The Progressive


A project of Common Dreams

For Immediate Release

Stephen O’Hanlon, Sunrise,, (610) 955-7398.

Kentucky Youth Lead 250+ with Sunrise in McConnell's Office to Say: "Kentucky Needs a Green New Deal"

42 youth arrested as McConnell’s staff refuse to engage and kick out constituents


This morning, over 250 young people from around the country joined Kentucky high schoolers in Washington DC to confront Mitch McConnell around his upcoming Green New Deal show vote -- a shameful ploy that's playing games with young peoples' futures -- and pressure Senators of both parties to co-sponsor the resolution.

"I am here because people in my community don't have jobs, are starving and turning to opiods and dying, said Lily Gardner, a 15 year old Sunrise leader from Lexington, KY. "Mitch McConnell refuses to do anything about it. His own constituents -- high schoolers -- have traveled here to meet with him. All we want is for him to put our lives above the interests of his campaign donors. Kentucky needs a Green New Deal."

Every day this past week, young Kentuckians were turned away at McConnell's Louisville office. They wanted to ask him to look them in the eyes and explain why he was doing the bidding of his oil and gas donors, instead of protecting their futures. On Thursday evening, they camped outside his office overnight.

"Kentucky youth travelled here today because their state needs a Green New Deal, said Sunrise Executive Director Varshini Prakash. Mitch McConnell's Green New Deal vote is a political stunt to score some points for his wealthy donors. We're here to warn him and all Senators: if you refuse to back the Green New Deal, young people will remember next time you ask for our votes."

Speakers touted the broad support for the Green New Deal across the country. Recent polling shows that over 80% of the public agrees with the principles of the Green New Deal. Kentucky youth shared stories about how their communities were dealing with the impacts of Mitch McConnell and the oil lobby's dangerous policies, from the record floods that took the lives of friends to the family members who can't find work

"If I could say anything to McConnell, I would ask him: 'Does it not weigh on you at all that your own constituents are facing the life or death consequences of climate change all across the state, yet you continue to side with fossil fuel CEOs?," said Destine Rigsby, a 17 year old leader from Louisville, KY. "You line your pockets while we die in floods and choke on the air we breathe, yet you don't even have the decency to look us in the eyes."

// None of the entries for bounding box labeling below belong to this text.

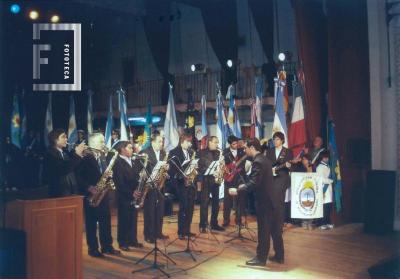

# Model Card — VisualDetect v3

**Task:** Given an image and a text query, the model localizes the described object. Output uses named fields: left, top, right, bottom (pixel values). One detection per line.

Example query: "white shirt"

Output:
left=119, top=155, right=132, bottom=167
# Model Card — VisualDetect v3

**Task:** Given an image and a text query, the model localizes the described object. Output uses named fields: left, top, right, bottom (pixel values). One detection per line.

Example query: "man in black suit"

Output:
left=113, top=141, right=143, bottom=251
left=267, top=132, right=293, bottom=263
left=76, top=133, right=121, bottom=258
left=168, top=134, right=196, bottom=239
left=141, top=133, right=169, bottom=243
left=44, top=129, right=86, bottom=198
left=223, top=136, right=246, bottom=227
left=199, top=136, right=225, bottom=233
left=238, top=139, right=277, bottom=266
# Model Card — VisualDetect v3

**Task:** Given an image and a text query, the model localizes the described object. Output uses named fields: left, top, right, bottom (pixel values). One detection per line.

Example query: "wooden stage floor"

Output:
left=83, top=206, right=400, bottom=279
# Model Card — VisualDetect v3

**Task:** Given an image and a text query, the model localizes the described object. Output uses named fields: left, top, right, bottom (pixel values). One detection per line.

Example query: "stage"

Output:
left=83, top=206, right=400, bottom=279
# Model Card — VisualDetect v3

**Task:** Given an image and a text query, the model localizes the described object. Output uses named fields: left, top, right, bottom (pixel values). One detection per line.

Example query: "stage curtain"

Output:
left=143, top=0, right=174, bottom=104
left=292, top=0, right=328, bottom=143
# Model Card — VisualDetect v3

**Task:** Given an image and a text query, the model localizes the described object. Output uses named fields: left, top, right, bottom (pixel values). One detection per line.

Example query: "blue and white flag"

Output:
left=164, top=84, right=179, bottom=152
left=272, top=76, right=288, bottom=147
left=87, top=90, right=93, bottom=135
left=68, top=95, right=78, bottom=149
left=104, top=95, right=113, bottom=149
left=44, top=93, right=53, bottom=146
left=117, top=88, right=129, bottom=140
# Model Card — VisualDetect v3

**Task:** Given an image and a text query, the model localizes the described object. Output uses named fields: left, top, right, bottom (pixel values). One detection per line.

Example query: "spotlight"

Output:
left=190, top=63, right=206, bottom=72
left=278, top=52, right=286, bottom=62
left=50, top=15, right=60, bottom=23
left=10, top=4, right=21, bottom=14
left=29, top=10, right=39, bottom=20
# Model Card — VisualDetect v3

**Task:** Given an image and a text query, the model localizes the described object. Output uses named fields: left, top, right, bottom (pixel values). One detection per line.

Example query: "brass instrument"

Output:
left=185, top=152, right=199, bottom=187
left=214, top=149, right=225, bottom=184
left=88, top=151, right=118, bottom=207
left=131, top=153, right=149, bottom=208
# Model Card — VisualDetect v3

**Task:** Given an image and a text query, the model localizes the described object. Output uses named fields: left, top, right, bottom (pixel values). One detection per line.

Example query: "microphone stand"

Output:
left=132, top=161, right=176, bottom=278
left=225, top=173, right=256, bottom=243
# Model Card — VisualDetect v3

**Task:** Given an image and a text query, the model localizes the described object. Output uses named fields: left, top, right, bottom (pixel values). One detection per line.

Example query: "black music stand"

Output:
left=132, top=161, right=176, bottom=278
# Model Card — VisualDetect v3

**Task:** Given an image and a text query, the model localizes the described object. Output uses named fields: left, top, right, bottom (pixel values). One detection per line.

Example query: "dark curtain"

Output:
left=292, top=0, right=327, bottom=143
left=197, top=0, right=238, bottom=93
left=327, top=0, right=371, bottom=222
left=248, top=0, right=274, bottom=62
left=143, top=0, right=174, bottom=104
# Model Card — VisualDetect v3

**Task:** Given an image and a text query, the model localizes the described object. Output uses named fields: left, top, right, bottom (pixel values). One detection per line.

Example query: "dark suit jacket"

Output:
left=44, top=147, right=82, bottom=197
left=113, top=157, right=141, bottom=205
left=168, top=145, right=193, bottom=179
left=267, top=147, right=293, bottom=205
left=245, top=153, right=279, bottom=210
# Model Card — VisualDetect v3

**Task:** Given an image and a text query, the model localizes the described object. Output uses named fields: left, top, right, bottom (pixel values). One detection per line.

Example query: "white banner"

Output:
left=291, top=172, right=324, bottom=219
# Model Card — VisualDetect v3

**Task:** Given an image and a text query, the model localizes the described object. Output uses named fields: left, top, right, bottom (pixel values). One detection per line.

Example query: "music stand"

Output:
left=132, top=161, right=176, bottom=278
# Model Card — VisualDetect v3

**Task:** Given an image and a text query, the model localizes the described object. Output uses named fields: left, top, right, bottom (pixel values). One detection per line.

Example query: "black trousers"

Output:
left=143, top=189, right=164, bottom=239
left=199, top=176, right=220, bottom=228
left=117, top=198, right=138, bottom=246
left=177, top=180, right=196, bottom=235
left=84, top=198, right=113, bottom=251
left=224, top=184, right=247, bottom=224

Tomorrow, as the Senate vote nears, thousands with Sunrise and partners will be holding rallies or sit-ins at 70 Congressional offices across the country to demand politicians of both parties co-sponsor Rep. Ocasio-Cortez and Sen. Markey's Green New Deal Resolution. This includes a number of Senators up for re-election in 2020. They will ask all Senators: Will you support our generation's best and last hope at avoiding climate catastrophe in our lifetimes, or will you cave to Mitch McConnell and the fossil fuel lobbyists?

MEDIA AVAILABILITY: Over the coming days, Varshini Prakash and Kentucky youth will be available for interview. Contact Stephen at to book.

Varshini Prakash, 25, is the Executive Director and a co-founder of Sunrise, the movement of young people who's sit-in at Nancy Pelosi's office in November put the Green New Deal in the national spotlight. Prakash recently was Sen. Markey's guest to the State of the 2019 Union address and was named one of Grist's 2018 50 "Fixers." Over the past two years, she has appeared extensively in print, radio, and TV media, including the New York Times, the Washington Post, CNN, NBC, and more. Varshini also has has been a voice for young Americans as a delegate to international climate negotiations: last fall she led a mass walkout of US youth during a Trump administration panel. She lives in Boston, Massachusetts, but is in DC this week.




Sunrise Movement is a movement to stop climate change and create millions of good jobs in the process.